Remote rendering systems comprise powerful servers that render graphics on behalf
of low-end client devices and stream the graphics as compressed video, enabling high
end gaming and Virtual Reality on those devices. One key challenge with them is the
amount of bandwidth required for streaming high quality video. Humans have spatially
non-uniform visual acuity: We have sharp central vision but our ability to discern
details rapidly decreases with angular distance from the point of gaze. This phenomenon
called foveation can be taken advantage of to reduce the need for bandwidth. In this paper, we study
three different methods to produce a foveated video stream of real-time rendered graphics
in a remote rendered system: 1) foveated shading as part of the rendering pipeline,
2) foveation as post processing step after rendering and before video encoding, 3)
foveated video encoding.
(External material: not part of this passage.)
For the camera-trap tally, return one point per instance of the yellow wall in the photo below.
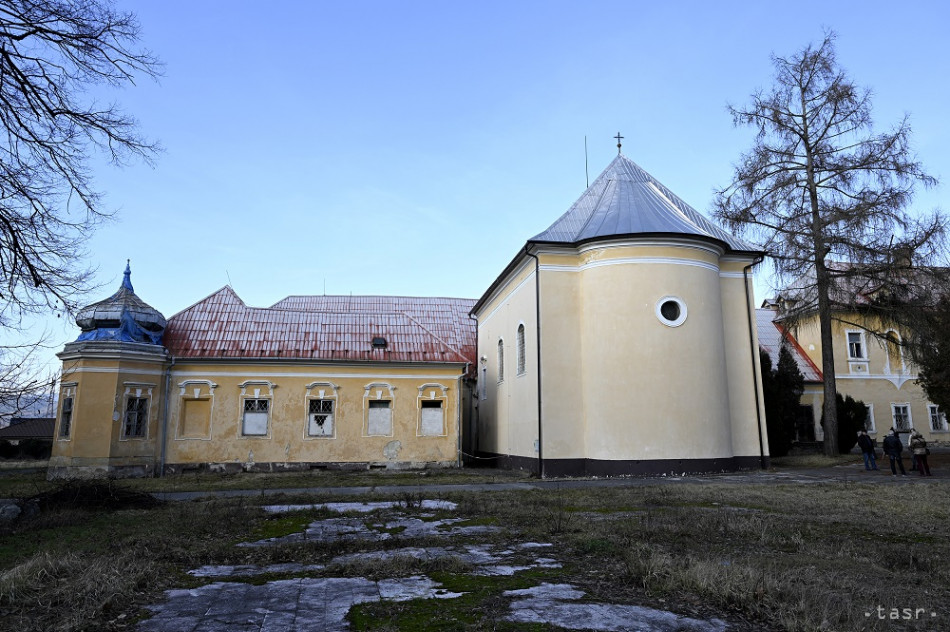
(285, 387)
(619, 384)
(879, 381)
(100, 377)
We report results from a number of experiments with these
methods. They suggest that foveated rendering alone does not help save bandwidth.
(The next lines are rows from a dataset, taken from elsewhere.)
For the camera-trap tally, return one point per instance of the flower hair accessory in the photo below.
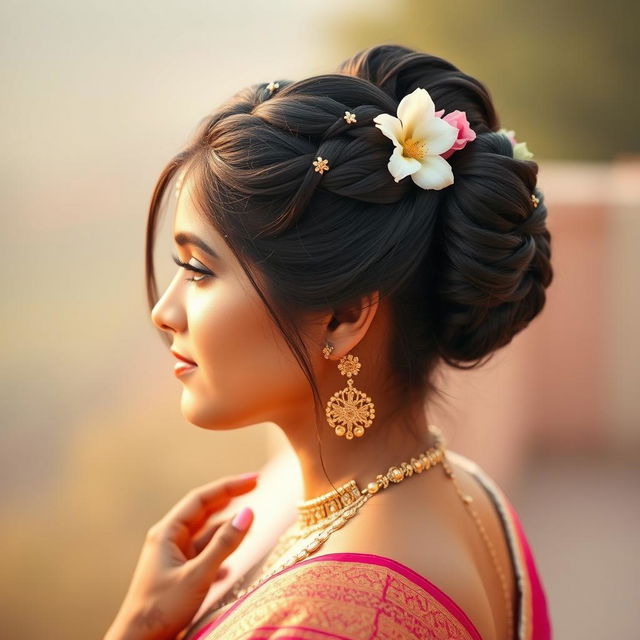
(422, 140)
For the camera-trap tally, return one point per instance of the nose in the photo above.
(168, 312)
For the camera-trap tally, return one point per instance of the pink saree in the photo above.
(361, 596)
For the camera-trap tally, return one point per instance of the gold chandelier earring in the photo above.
(349, 411)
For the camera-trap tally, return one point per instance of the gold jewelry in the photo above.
(349, 117)
(289, 544)
(321, 165)
(350, 411)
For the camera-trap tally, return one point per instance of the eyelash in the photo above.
(186, 265)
Instead, the two other methods decrease the resulting video bitrate significantly
but they also have different quality per bit and latency profiles, which makes them
desirable solutions in slightly different situations.
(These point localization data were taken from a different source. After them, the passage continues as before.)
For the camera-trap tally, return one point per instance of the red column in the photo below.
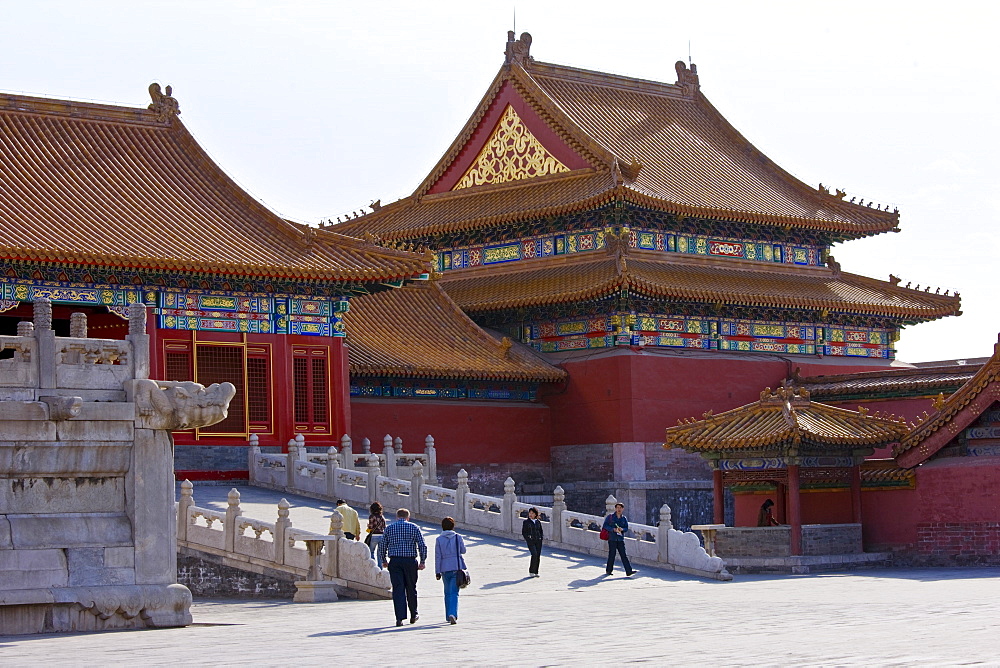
(781, 503)
(856, 493)
(795, 509)
(718, 497)
(340, 389)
Foresight: planning for spatial and temporal variations in bandwidth for streaming services on
mobile devices

  • Manasvini Sethuraman
  • Anirudh Sarma
  • Ashutosh Dhekne
  • Umakishore Ramachandran

Spatiotemporal variation in cellular bandwidth availability is well-known and could
affect a mobile user's quality of experience (QoE), especially while using bandwidth
intensive streaming applications such as movies, podcasts, and music videos during
commute. If such variations are made available to a streaming service in advance it
could perhaps plan better to avoid sub-optimal performance while the user travels
through regions of low bandwidth availability. The intuition is that such future knowledge
could be used to buffer additional content in regions of higher bandwidth availability
to tide over the deficits in regions of low bandwidth availability. Foresight is a service designed to provide this future knowledge for client apps running on
a mobile device. It comprises three components: (a) a crowd-sourced bandwidth estimate
reporting facility, (b) an on-cloud bandwidth service that records the spatiotemporal
variations in bandwidth and serves queries for bandwidth availability from mobile
users, and (c) an on-device bandwidth manager that caters to the bandwidth requirements
from client apps by providing them with bandwidth allocation schedules. Foresight
is implemented in the Android framework. As a proof of concept for using this service,
we have modified an open-source video player---Exoplayer---to use the results of Foresight
in its video buffer management. Our performance evaluation shows Foresight's scalability.
We also showcase the opportunity that Foresight offers to ExoPlayer to enhance video
quality of experience (QoE) despite spatiotemporal bandwidth variations for metrics
such as overall higher bitrate of playback, reduction in number of bitrate switches,
and reduction in the number of stalls during video playback.